Now well into December, and getting ever closer to Christmas, there will be an abundance of “goodies” around the house that are not so good for the four-legged family members.

Image: © Freeimages/s22k.
Jordan advises colleagues to ensure clients keep an eye on their pets during the festivities. Image: © Freeimages/s22k.

Most owners are aware of the dangers of chocolate and so are likely to rush down to the vet on Boxing Day when their Labrador has broken into the tin of Heroes – but what other festive dangers are there that owners are not so clued up on?


The festive favourite Christmas pudding, while enjoyable for us, can be lethal for pets.
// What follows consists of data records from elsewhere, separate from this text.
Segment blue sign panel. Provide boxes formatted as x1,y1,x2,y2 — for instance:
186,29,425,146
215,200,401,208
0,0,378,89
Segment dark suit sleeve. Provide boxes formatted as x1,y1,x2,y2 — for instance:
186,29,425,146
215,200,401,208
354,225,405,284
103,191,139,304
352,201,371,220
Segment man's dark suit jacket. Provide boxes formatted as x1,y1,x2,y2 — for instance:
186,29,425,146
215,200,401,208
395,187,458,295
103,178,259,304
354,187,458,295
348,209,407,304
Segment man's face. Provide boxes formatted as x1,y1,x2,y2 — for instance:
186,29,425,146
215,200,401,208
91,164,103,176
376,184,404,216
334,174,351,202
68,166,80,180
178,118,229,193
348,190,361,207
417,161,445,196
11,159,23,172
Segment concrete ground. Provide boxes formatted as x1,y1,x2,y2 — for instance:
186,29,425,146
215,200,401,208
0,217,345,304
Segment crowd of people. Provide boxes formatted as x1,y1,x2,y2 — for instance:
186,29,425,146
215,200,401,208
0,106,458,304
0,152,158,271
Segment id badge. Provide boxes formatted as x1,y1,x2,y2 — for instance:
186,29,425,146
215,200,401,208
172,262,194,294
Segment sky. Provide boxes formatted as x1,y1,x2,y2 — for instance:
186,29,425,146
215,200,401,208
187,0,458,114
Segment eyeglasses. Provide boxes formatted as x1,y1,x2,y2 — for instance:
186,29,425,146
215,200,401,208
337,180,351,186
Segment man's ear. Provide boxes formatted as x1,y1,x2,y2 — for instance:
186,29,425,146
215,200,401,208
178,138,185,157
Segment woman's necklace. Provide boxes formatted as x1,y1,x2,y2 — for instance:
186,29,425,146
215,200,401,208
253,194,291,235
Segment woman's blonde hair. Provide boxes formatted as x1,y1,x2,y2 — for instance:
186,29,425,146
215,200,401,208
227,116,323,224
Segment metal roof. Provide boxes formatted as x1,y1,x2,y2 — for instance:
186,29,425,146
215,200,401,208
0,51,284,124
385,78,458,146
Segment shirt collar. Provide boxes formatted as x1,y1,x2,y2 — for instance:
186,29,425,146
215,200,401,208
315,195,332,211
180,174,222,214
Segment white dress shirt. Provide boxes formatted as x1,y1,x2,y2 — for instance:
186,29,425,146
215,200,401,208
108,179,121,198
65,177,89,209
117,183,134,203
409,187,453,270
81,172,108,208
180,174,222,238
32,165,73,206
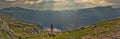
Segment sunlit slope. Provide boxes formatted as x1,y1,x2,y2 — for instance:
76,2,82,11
0,14,42,39
52,18,120,39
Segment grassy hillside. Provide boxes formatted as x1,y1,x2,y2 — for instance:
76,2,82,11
50,18,120,39
0,14,120,39
0,14,42,39
31,18,120,39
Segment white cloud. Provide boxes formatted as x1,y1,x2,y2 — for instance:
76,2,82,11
24,0,43,5
5,0,17,2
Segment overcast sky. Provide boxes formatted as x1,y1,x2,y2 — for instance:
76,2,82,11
0,0,120,10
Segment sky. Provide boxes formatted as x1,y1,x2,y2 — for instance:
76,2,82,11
0,0,120,10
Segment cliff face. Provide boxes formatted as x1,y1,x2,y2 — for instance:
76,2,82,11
0,14,42,39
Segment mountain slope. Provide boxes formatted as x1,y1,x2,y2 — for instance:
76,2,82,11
18,18,120,39
0,14,42,39
0,6,120,31
50,18,120,39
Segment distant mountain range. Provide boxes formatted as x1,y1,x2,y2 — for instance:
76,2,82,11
0,6,120,30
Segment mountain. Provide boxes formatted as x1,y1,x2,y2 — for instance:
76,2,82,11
0,6,120,31
0,13,42,39
48,18,120,39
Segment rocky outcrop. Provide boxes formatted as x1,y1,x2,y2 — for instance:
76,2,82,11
0,20,16,39
0,14,42,39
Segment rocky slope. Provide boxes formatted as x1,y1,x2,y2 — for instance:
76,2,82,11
0,14,42,39
44,18,120,39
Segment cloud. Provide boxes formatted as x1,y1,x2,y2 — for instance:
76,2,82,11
5,0,17,2
74,0,111,6
24,0,43,5
107,0,120,8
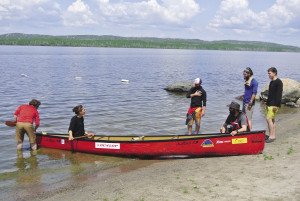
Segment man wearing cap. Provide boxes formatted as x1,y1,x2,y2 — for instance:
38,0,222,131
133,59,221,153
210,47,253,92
220,101,250,135
14,99,41,150
266,67,283,143
186,78,206,135
242,67,258,129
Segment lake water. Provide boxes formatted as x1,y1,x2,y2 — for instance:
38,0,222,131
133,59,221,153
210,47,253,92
0,46,300,199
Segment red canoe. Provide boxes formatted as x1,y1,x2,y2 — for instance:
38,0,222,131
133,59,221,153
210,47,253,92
36,130,265,157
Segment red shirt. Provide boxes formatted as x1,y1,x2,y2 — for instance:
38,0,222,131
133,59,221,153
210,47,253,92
14,105,40,126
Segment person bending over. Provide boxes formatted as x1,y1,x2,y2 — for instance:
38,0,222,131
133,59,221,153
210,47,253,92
220,101,250,135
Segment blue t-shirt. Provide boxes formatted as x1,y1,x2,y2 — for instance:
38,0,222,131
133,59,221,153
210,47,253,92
243,78,258,104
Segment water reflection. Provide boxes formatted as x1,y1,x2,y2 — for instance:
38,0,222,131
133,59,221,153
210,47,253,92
16,150,41,185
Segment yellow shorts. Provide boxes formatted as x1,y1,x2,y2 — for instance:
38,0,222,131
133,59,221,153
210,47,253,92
266,106,279,119
188,107,202,126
It is the raisins, currants and sultanas that may lurk within that are poisonous.

While the mechanism of toxicity is poorly understood, we know it can cause acute kidney failure in dogs.

The treatment protocol for poisoning by raisins, etc, is similar to general suspected poisoning with an unknown agent: give an emetic (to make the animal vomit), an adsorbent (for example, activated charcoal) and supportive care (IV fluids) to protect the kidneys for a few days.


Ethylene glycol, more commonly known as antifreeze, is extremely toxic to pets, with consumption of tiny amounts resulting in crystal formation in the kidneys, and so acute renal failure. Antifreeze smells and tastes sweet, so pets are often attracted to it. For this reason, it is best for owners to ensure it is kept in a secure container, well away from pets.

Early symptoms include neurological signs, such as wobbliness, twitching, seizures and depression. As the poisoning progresses, the animal will have cardiac and respiratory signs, such as increased heart and respiratory rate. It’s vitally important owners look out for these signs if their pets have had any possible access to antifreeze (for example, if they’ve got into the garage or if a cat has been missing for a few days and potentially been locked in someone’s shed).

The antidote for ethylene glycol poisoning is ethanol, because it replaces ethylene glycol as a substrate for the enzyme that breaks it down into toxic products. More specifically, lab-grade ethanol is best.


Xylitol is a sugar-free sweeter that is used in chewing gum, cakes and sweets, particularly diabetic foods. Xylitol causes insulin release in the body, resulting in hypoglycaemia and, later, liver damage.

Symptoms include vomiting and signs of hypoglycaemia: lethargy, weakness, collapse and, if it progresses, seizures and coma. Unlike ethylene glycol, there isn’t a specific antidote, but supportive care, including fluids and liver protectants, is vital. The prognosis for xylitol toxicity is good if the animal’s hypoglycaemia is corrected quickly, so it is essential for owners that suspect this to contact their vet immediately. If you’re trying to determine whether xylitol is in a product, it is often listed as a food additive, code E967.


And don’t forget the potential foreign body too – if the cat has been playing with the tinsel and managed to swallow some or the dog has ingested a few tasty looking baubles.

Enjoy the festive season, but advise owners to keep an eye on their pets this Christmas.